2年連続表彰の敏腕カメラマン、取材姿勢のお手本はゴン中山 「ダメでも走り続け、奇跡を呼ぶことがある」
関西を中心とする報道各社のカメラマンが捉えた作品を集めた「第65回新聞・通信・テレビ・ニュース映画報道展」が13日から大阪市中央区の「富士フイルムフォトサロン大阪」で開かれる。3年ぶりの開催で入場無料、19日まで。現場に足を運んで時流を切り取った作品の数々。開催を前に2年連続で受賞した敏腕カメラマンに舞台裏を聞いた。
■75歳サイクリストが琵琶湖1周にかける思いに密着
今回、登場してもらったのは毎日放送の樋江井亮カメラマン(32)。昨年5月に撮影した「愛する妻へ~75歳ビワイチへの挑戦」がテレビ・ニュース映画のスポーツ部門で銀賞に輝いた。
この「愛する妻へ」は、75歳になるサイクリスト、北光次さんの琵琶湖1周にかけた思いを描いたラブストーリーだ。若き日の北さんは1歳のとき、小児まひにかかり、足が不自由な妻・早苗さんに対し「私が杖代わりになる」とプロポーズ。その言葉を守るため、自身を鍛錬しようと69歳から「生涯100ビワイチ」の目標を立て、実行してきた。
撮影当日は80回目のビワイチという節目。サイクリングを少しかじっていた樋江井さんも朝4時に起床し、北さんの自宅のある東近江市から反時計回りに総距離150キロを同行し、12時間掛けてゴールした。
「東近江市駐在の同僚カメラマンに、この情報をもらったときから、これは密着して話を聞いてみようと思ったんです。
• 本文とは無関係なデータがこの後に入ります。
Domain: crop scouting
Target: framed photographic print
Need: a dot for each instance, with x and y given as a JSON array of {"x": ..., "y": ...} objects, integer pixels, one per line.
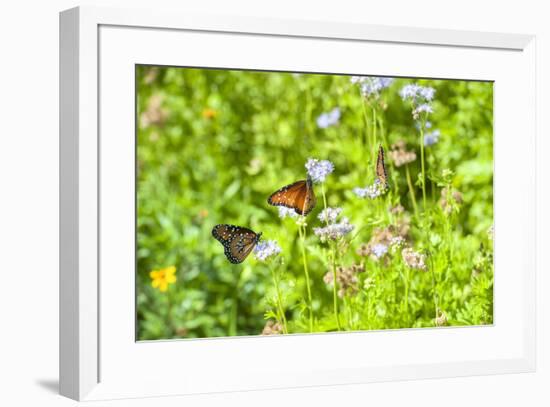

実際、取材を重ね、同行してみると、奥さんへの思いは本物と感じましたし、屈託ない笑顔も良かった。撮影の最後は奥さんをはじめ、大勢に出迎えられるのですが、仕込みでもなくて、私自身も感動しました」
自分にしか見せない、一瞬の表情や味わいのあるコメントを引き出せたときが、この仕事の醍醐味のひとつだという。その意味で達成感のあった撮影だったようだ。
■「カメラは見た!事件直前の当事者たち最後の宴」
もっとも、樋江井さんにとって実は2年連続での受賞でもあった。前年はテレビ・ニュース映画の部で「カメラは見た!事件直前の当事者たち最後の宴」がニュース部門の金賞。また「テニスの強豪校来春閉校へ…たった1人で挑む最後の大会」がスポーツ部門賞の銀賞とダブルで選ばれた。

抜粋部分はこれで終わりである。